115. The Secretary of England came into the Collegio and said :
I have to go to England on my affairs and may stay there two months. I have come to take leave of your Serenity and to assure you that wherever I go I carry the desire to be your faithful servant. I ask you to have this memorial read and to give orders for the provision.
In the absence of the Doge the senior councillor Priuli replied, In this matter the Signory will decide as they think proper. We wish you a pleasant stay and ask you to express our devoted regard to his Majesty and our desire for his utmost prosperity. With this the secretary made his bow and went out.
The Memorial.
When the English ship Golden Falcon, Captain Thomas Harman, arrived at Zante last September, to complete its cargo of currants, and was despatched of everything, the customers there had it arrested on the false pretext that it had 150 thousand of contraband currants on board. (fn. 8) Upon due enquiry this was found to be quite groundless and the customers were reprimanded. In order to injure the ship they tried to prevent its sailing, but without success, though it left two passengers on shore. These, with Don Laurenzo, an English merchant, have been compelled to give pledges at Zante and are harassed without cause upon these unfounded pretensions. As these customers are still persecuting this Isaac Laurenzo and the passengers I ask your Serenity to write to the Proveditore of Zante not to permit these merchants to be harassed unjustly, especially as it is true that the ship was searched by order of the Courts and nothing wrong was found, since it is not right that English ships and men should suffer from the unjust claims of the customers, or their business be injured, when your Serenity directs the good and just treatment of all and especially of the foreign merchants and ships which come to this state.
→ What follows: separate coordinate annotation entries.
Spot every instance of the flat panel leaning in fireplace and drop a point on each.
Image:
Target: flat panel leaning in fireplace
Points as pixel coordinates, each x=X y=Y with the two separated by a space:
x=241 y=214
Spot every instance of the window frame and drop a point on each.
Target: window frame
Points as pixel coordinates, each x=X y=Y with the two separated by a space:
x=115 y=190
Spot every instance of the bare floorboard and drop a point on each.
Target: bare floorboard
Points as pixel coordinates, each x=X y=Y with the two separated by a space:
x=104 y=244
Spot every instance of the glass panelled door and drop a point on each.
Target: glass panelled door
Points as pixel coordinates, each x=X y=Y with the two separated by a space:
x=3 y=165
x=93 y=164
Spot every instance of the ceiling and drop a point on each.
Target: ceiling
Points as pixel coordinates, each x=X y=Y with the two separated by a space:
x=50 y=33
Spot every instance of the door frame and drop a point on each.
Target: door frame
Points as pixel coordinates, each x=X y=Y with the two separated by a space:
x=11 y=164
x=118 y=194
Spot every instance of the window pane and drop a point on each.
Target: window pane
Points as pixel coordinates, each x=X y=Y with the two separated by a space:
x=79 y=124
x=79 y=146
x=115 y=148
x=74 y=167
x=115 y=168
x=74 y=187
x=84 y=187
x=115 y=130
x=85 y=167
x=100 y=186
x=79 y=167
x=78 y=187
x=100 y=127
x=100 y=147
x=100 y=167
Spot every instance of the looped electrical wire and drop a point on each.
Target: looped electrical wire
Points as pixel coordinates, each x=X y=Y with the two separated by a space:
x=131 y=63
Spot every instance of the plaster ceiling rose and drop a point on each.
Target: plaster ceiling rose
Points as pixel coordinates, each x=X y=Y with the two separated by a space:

  • 1. The peace signed at Venice on the 31st March which concluded the war of Castro, waged by the republic with Parma, Tuscany and Modena against the Barberini.
  • 2. At Tadcaster on the 20-30 April.
  • 3. On Sunday the 1st May, escorted by Dunkirkers from Weymouth. Salvetti on the 6th May. Brit, Mus. Add. MSS. 27962K.
  • 4. Montrose was the leader. He occupied Dumfries on the 14th April, O.S.
  • 5. In the Journals of the House of Lords (Vol. VI., page 531), Mr. Baul and Sgt. Major Taylor are recorded as being committed to custody for words against Essex.
  • 6. William Crofts. See Cal. S. P. Dom. 1644, page 133.
  • 7. Dated 21 April, O.S. Cal. S. P. Dom. 1644, page 130. Printed in Journals of the House of Lords. Vol. VI., pages 531-2.
  • 8. She was chartered by the Levant Co. to bring currants from the Morea. Not having a full cargo she took on about 60 tons at Zante. Court Book, 7 Jan., 1643-4. S.P. For. Archives, Vol. 150.